COLUMNS

Volume 26 - Issue 3

The Last Word

By Robbie F. Castleman

It’s hard to be awe-struck any more. By anything. A hermeneutic of suspicion is applied to life.

In entertainment, what used to dazzle us at the movies is just wires, painted scenery and the blue or green screen. Computer enhancement is the new magician. We know it’s just a good trick.

In relationships, people just wait for disappointment. Brad Pitt gets married, but declares, ‘I’m not hung up on “happily ever after”. Go where you need to go.’ Pre-nuptial agreements replace the covenant.

In the church, Sunday morning services are designed to make people at home and comfortable, not holy and confronted. The mysterium tremendum is replaced by microphonic technology. We come boldly to the couch of Grace and plop on down next to the Almighty. No awe. No fear of the Lord. No transformation either.

Conformed to the world, the service (and I purposely avoid using the word ‘worship’ for both theological and exegetical reasons) is understood to be the best advertisement there is for attracting new members. In the denominationally unfettered USA, ‘church hopping’ is often normative. Getting your needs met is the key to how long you bond with a community. This is the unstated prenuptial agreement for being part of the Bride of Christ.

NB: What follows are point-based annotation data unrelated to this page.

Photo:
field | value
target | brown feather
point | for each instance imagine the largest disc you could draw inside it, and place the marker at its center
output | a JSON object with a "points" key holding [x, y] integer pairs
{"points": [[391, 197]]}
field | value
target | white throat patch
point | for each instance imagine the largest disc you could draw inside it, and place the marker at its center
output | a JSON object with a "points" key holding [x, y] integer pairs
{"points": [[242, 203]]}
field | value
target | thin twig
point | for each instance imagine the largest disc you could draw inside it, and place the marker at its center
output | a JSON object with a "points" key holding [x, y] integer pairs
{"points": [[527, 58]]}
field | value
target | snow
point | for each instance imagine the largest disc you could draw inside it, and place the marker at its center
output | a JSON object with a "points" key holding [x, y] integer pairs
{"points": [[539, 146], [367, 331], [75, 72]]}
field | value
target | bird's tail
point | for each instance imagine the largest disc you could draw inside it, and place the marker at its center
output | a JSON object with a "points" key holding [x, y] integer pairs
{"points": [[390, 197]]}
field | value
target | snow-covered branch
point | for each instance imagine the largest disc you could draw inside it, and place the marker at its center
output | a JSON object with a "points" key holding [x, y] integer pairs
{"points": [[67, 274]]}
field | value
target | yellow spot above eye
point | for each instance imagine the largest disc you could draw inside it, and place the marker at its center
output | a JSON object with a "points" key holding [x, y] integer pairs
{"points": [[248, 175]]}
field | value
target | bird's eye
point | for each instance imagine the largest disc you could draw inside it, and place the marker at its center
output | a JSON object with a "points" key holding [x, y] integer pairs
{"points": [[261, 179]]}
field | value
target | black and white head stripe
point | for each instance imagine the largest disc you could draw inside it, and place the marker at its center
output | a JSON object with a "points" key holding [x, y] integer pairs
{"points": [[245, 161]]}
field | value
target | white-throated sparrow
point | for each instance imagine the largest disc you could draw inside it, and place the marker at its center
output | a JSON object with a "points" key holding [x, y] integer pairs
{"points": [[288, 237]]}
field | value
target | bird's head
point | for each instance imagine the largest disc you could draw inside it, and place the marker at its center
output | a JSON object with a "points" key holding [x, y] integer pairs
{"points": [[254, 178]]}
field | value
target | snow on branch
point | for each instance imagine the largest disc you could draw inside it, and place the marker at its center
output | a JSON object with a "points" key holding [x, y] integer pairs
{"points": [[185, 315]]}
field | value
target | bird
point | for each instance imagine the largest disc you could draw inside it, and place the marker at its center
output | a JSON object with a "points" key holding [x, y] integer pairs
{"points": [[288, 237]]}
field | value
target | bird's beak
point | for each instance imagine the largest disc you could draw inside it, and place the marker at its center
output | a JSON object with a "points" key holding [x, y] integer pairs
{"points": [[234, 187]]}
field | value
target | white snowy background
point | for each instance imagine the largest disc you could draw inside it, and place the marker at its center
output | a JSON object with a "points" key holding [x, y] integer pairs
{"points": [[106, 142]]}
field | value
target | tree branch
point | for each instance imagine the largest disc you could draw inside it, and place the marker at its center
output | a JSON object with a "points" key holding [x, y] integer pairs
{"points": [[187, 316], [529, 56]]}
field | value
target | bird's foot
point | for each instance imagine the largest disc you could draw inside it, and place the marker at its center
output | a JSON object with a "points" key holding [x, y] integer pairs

Annie Dillard in her book Teaching A Stone To Talk confronts this loss of awe when she writes,

Why do we people in churches seem like cheerful, brainless tourists on a packaged tour of the Absolute?… On the whole I do not find Christians, outside of the catacombs, sufficiently sensible of conditions. Does anyone have the foggiest idea of what sort of power we so blithely invoke?… We should all be wearing crash helmets. Ushers should issue life preservers and signal flares; they should lash us to our pews. For the sleeping God may wake some day and take offence, or the waking God may draw us out to where we can never return.

Returning reverence to the relationship we have with God can begin with the Christian scholar. We need to approach the study of God as ‘holy ground’ again. To be awe-struck again and again by the Truth and Grace of God is good for our souls as well as our studies. St. Bonaventure wrote the following in the preface to his Handbook on Being a Rational Christian,

First, therefore, I invite the reader to the groans of prayer through Christ crucified, through whose blood we are cleansed from the filth of vice—So that we do not believe that reading is sufficient without unction, speculation without devotion, investigation without wonder, observation without joy, work without piety, knowledge without love, understanding without humility, endeavour without divine grace, reflection as a mirror without divinely inspired wisdom.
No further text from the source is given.